There is another important fact in this area, one that the question alludes to. Tesnière died in 1954, and at that time he had only one published sketch of his approach to syntax (Esquisse d'une syntaxe structurale, 1954). It is plausible to assume that Chomsky did not know about it, mainly because Tesnière was not a prominent linguist before his death. Thus, my stance is that some of the key ideas present in Tesnière's oeuvre appeared later in Chomsky's works largely independently. Chomsky likely never had and has not had any direct exposure to Tesnière's ideas.

There certainly does seem to have been some of Tesnière's thinking in the air, though.
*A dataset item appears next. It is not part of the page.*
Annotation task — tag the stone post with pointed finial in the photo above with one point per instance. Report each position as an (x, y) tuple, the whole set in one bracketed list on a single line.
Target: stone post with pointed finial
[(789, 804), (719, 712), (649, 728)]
The strongest piece of evidence of this in my view is Tesnière's nonsense sentence Le silence vertébral indispose la voile licite 'The vertebral silence indisposes the licit sail', which Tesnière penned at some time in the 1940s when he was drafting his Elements. Chomsky appears to have seized on the same idea, his famous sentence Colorless green ideas sleep furiously appearing in his thesis from 1955.

Interestingly, this question could be answered definitively if someone were to simply ask Chomsky himself. I myself am in no position to do this, but someone may know someone who could do it. I am just putting the possibility out there. I for one would very much enjoy hearing how Chomsky answers the question.